On the day that any proposed legislation is introduced in the House may I suggest that a medical doctor and his/her assistants be in one of the committee rooms to take blood and urine samples from ALL members who show up. Is it possible that some of them might be users? I would also want the religious leaders on the Marijuana commission to subject themselves, along with executives of The Bahamas Christian Council, to such a test.
This one draw debate is a distraction by the Most Honourable and his cabal to cause or attempt to cause the average Bahamian to forget, in the swirl of the ganja smoke, the high unemployment rate; sexual promiscuity throughout society; homelessness; pockets of poverty and the hardship of eking out a miserable living on a daily basis. What is the urgency about this timeless debate? Why now?
The Commission and the government are suggesting economic benefits and the possibility of ‘cures’ for all types of medical conditions, in the absence of any real empirical evidence. The quality of one’s life far outweighs any potential benefits marijuana might bring to the table or through the Bong. Marijuana, in its natural state, is not a benign drug. It is a gateway drug which appears harmless. After a visit by the late Robert ‘Bob’ Nestor Marley for the Year of the Child, hosted by the PLP and prominent wives of the then-leaders, the popularity and public consumption of ganja went through the roof .....high as a kite, literally.

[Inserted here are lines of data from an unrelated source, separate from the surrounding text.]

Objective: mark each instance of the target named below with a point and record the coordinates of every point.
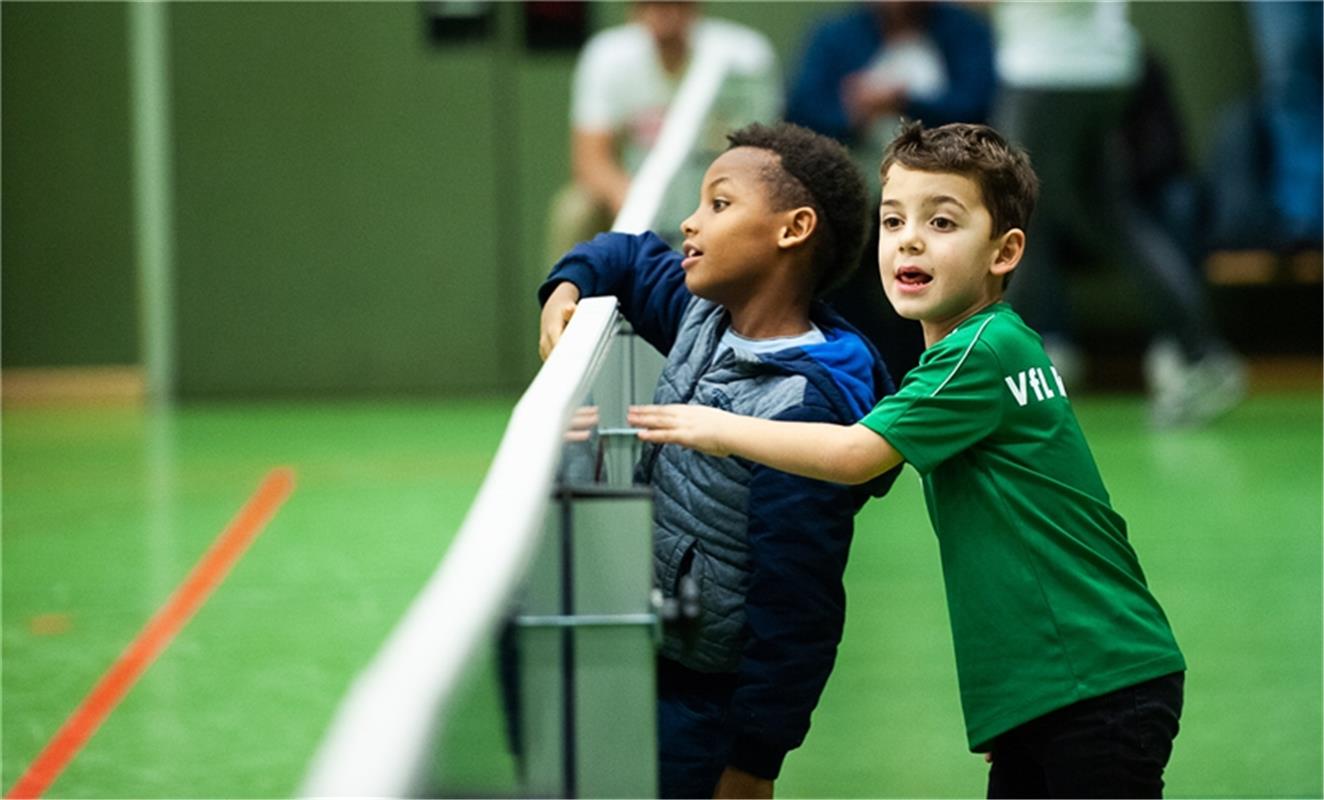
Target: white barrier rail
(380, 739)
(379, 743)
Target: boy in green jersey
(1069, 672)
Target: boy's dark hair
(816, 171)
(1006, 180)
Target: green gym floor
(106, 511)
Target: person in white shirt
(624, 84)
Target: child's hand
(698, 427)
(738, 783)
(556, 314)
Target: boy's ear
(799, 224)
(1010, 247)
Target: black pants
(1110, 746)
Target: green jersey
(1047, 600)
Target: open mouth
(912, 276)
(691, 254)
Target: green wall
(69, 288)
(356, 208)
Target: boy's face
(936, 254)
(731, 237)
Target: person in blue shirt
(781, 217)
(859, 73)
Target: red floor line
(156, 635)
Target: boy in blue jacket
(781, 219)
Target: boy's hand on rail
(698, 427)
(556, 314)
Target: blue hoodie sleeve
(800, 534)
(641, 270)
(965, 41)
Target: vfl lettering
(1017, 390)
(1034, 380)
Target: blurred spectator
(1069, 70)
(1287, 47)
(624, 84)
(861, 72)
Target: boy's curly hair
(1006, 180)
(816, 171)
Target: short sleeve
(945, 404)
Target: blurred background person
(1287, 47)
(1067, 73)
(624, 84)
(861, 72)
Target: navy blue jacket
(767, 549)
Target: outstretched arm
(822, 450)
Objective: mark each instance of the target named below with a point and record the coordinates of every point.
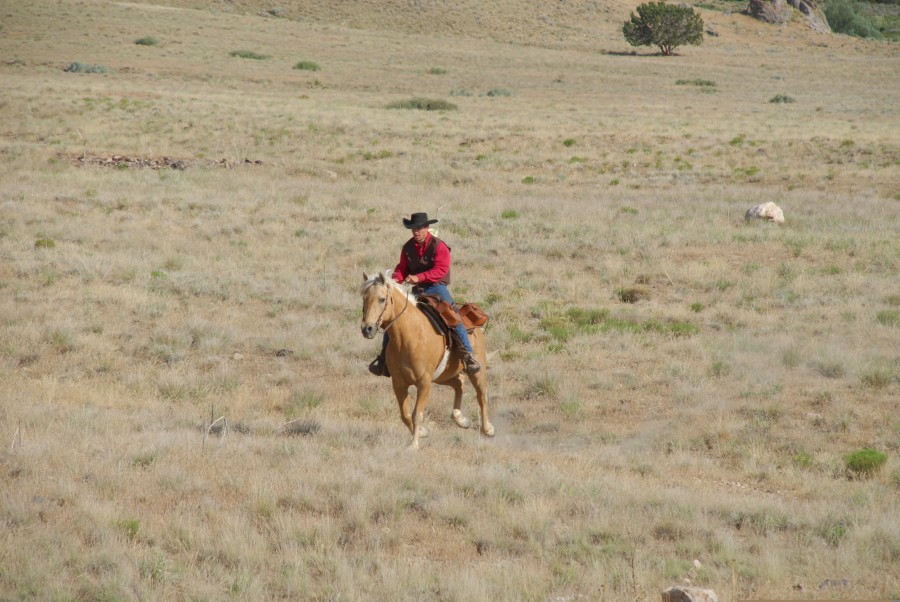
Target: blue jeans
(443, 292)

Marijuana gives one a feeling of lightness; a sense of invincibility; possibly increased sexual desires; laughter and more. Some of the negatives are: dependency; hormone secretion; cancer; psychosis; decreased motor skills; infertility and bronchitis to name only a few. Clearly, the negatives outweighs the so-called benefits. Several international studies have demonstrated there are medical benefits and maybe we need to have further studies done. Recreational usage, however, is going to pose a serious societal and economic challenge.
The Commission, allegedly, is recommending a cut off age of 18 years for recreational drug procurement and usage. How will this work in reality? What is to stop an 18-year-old person buying the one ounce of weed and giving half of that to a 15 or 16-year-old individual? Nothing. Where will one access the purchase of the ganja - a pharmacy, a food store, a service station or possibly the foyer of a house of worship? How will it be licensed to cultivate; grow and distribute the same at the wholesale levels? Will the police have to beef up its manpower and related resources? Will a dedicated Drug Court be established?
Both the FNM and the PLP are playing with fire and smoke. The leadership in both parties seem to want to blow smoke right up our collective posteriors instead of tackling and solving the real issues and concerns. Usually, when I would have smoked and inhaled, I wanted to escape reality and just feel good for an hour or so. When the high came down, the realities still stared me right in my face. This one draw myth over marijuana is a diabolical and spiritual deception.